We know that to recover fiscal stability we must get taxpaying Americans back in the game. Six percent unemployment by 2014 requires an additional 14 million jobs, or 400,000 each month (compared with the 120,000 added last month). This implies an annual growth rate not seen since 1999 and triple this year’s 1.5 percent.
Meanwhile, like the Broncos’ fans after the team’s dismal 1-5 start, Americans lack confidence. A recent Rasmussen poll shows that only 18 percent of Americans believe today’s children will be better off than their parents, perhaps because 68 percent of Americans believe government and big business work together against their interests.
This is where the tea party meets Occupy Wall Street — at the intersection of their complaint that the economic game’s officiating is unfair, as though a touchdown counts for more points if you’re from the favored team. Both movements want to reform a system that allows special interests to lobby for politicians to have more power to manage the economy, thus enabling politicians to enact favorable laws and regulations or allocate money for these special interests. When special corporate interests keep profits but share losses with hapless taxpayers, those without political connections suffer unfair competition. The result is a crisis of legitimacy that corrodes social trust, undermines effort and hurts our most vulnerable.
The most poorly officiated segment of our economy is the energy sector. It should be national policy to promote affordable energy, which is the lifeblood of any vibrant economy. But after 25 years of backward energy policies, Americans are unaware that we have more recoverable oil than the entire world has used in 150 years and the world’s largest holding of natural gas, oil and coal resources, according to last week’s Institute for Energy Research report. Allowing development of American resources would lower prices throughout the economy and promote energy independence, job creation and American competitiveness.
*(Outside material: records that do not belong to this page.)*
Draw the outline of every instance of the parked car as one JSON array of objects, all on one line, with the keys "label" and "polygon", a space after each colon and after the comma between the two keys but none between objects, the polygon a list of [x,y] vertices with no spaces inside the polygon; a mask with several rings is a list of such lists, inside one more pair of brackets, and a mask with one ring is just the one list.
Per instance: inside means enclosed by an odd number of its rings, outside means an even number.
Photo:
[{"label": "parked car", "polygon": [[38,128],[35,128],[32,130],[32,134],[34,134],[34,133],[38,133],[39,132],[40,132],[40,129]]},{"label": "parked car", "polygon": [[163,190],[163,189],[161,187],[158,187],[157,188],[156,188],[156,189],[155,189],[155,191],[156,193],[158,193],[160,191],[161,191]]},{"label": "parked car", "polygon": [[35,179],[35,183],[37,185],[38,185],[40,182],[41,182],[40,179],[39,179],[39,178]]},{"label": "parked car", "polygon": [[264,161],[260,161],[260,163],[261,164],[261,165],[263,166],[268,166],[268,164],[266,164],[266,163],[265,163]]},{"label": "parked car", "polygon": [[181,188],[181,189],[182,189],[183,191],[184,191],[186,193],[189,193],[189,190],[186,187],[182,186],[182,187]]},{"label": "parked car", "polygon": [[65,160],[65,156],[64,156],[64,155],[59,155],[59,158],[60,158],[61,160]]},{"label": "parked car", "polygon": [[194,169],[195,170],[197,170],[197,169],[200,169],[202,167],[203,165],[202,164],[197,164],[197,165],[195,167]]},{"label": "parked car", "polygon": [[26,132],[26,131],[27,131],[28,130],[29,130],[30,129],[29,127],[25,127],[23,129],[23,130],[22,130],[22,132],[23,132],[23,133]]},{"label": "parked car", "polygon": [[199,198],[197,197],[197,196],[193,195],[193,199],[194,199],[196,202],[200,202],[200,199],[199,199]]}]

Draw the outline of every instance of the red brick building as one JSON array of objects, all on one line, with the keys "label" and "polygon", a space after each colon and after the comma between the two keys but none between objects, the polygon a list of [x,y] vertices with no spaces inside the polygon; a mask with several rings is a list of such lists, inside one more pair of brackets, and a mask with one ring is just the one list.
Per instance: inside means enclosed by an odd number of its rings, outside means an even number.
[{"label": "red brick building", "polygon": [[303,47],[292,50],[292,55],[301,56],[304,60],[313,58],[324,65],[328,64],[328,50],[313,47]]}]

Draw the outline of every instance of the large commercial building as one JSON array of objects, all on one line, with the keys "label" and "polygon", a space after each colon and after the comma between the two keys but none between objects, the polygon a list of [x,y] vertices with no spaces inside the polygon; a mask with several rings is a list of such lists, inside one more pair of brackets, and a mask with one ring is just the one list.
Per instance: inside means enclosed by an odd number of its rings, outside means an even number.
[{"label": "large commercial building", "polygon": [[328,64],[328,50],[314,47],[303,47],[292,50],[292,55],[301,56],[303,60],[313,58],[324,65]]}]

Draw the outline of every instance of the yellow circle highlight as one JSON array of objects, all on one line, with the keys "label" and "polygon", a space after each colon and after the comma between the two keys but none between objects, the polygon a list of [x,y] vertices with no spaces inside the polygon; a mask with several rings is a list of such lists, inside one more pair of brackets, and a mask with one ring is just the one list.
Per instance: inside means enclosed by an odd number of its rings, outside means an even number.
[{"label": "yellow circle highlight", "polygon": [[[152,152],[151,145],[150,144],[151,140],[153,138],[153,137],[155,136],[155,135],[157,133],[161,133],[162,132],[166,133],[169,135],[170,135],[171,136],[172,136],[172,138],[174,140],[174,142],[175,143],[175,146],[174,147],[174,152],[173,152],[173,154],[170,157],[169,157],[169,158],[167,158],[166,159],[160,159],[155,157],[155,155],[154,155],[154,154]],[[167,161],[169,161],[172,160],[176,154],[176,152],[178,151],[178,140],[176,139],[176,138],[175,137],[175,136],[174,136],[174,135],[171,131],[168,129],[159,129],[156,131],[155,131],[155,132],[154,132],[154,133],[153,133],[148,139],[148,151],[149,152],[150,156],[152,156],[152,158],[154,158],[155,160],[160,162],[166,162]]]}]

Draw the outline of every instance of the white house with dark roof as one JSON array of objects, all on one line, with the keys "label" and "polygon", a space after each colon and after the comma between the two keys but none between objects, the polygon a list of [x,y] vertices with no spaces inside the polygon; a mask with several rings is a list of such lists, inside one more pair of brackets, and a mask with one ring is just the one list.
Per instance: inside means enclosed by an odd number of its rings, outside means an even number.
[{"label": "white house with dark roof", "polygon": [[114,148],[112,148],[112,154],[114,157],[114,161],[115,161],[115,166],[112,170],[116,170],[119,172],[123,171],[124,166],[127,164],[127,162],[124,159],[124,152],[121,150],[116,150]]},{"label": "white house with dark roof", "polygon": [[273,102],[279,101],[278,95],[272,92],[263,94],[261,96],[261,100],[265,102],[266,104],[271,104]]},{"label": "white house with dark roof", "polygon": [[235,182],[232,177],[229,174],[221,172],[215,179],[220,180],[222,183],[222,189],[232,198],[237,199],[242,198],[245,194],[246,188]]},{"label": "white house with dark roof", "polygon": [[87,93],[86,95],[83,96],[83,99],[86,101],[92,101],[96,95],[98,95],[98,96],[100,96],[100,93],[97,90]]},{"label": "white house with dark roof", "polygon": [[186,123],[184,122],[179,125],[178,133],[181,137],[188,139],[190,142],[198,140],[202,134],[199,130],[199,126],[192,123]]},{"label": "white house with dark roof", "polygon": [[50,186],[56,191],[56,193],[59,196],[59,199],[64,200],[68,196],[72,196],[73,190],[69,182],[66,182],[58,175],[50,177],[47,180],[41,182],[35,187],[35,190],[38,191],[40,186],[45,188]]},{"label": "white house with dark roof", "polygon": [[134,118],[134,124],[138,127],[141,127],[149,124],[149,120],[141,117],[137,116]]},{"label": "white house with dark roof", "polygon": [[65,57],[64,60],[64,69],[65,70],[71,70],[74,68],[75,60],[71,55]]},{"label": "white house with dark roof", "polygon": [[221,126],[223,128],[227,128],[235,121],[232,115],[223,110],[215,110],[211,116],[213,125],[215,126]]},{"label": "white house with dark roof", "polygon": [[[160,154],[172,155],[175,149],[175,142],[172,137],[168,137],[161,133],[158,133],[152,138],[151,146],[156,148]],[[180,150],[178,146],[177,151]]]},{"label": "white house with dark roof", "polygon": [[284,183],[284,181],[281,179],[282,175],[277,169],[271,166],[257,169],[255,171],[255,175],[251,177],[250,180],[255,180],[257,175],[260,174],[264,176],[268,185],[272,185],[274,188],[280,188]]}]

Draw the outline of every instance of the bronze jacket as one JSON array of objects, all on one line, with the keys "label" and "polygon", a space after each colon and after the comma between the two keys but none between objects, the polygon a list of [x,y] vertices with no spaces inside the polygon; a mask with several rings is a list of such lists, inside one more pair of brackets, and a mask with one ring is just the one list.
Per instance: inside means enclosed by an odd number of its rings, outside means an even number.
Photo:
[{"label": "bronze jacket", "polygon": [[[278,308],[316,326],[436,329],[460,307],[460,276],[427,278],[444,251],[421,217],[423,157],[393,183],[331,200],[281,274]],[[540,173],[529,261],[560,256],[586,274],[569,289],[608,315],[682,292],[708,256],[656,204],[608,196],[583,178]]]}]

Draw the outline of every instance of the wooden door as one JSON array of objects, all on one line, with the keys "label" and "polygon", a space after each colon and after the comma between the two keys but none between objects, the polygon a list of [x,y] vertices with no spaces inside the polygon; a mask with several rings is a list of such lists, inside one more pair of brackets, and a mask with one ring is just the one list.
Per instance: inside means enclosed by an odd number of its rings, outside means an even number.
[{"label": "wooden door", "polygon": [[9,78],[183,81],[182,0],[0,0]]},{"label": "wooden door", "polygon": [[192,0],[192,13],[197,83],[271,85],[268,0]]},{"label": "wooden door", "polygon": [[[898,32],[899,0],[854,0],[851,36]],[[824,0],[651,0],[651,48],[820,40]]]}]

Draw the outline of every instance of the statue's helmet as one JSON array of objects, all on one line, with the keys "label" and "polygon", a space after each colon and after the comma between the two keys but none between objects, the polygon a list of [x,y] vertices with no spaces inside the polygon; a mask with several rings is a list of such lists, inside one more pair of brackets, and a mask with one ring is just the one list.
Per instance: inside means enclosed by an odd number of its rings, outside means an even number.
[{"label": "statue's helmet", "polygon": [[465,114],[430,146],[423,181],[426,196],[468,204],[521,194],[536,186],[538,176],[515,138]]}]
It also would generate billions in tax revenues — considerably more than an anti-growth surtax on “millionaires and billionaires.”
If job creation and deficit reduction were really policymakers’ top priorities, they’d study North Dakota, where in 2011 the energy boom generated 20,000 well-paying jobs, a $1 billion budget surplus and America’s best unemployment (3.5 percent) and growth (7.1 percent) rates.
Throughout America’s history, our private-sector quarterbacks have demonstrated the tenacity, skill, self-discipline, confidence and faith that put Tebow back under center. If allowed on the field, America’s “gamers” will prove that not only aren’t we soft, we’re winners, like Tebow.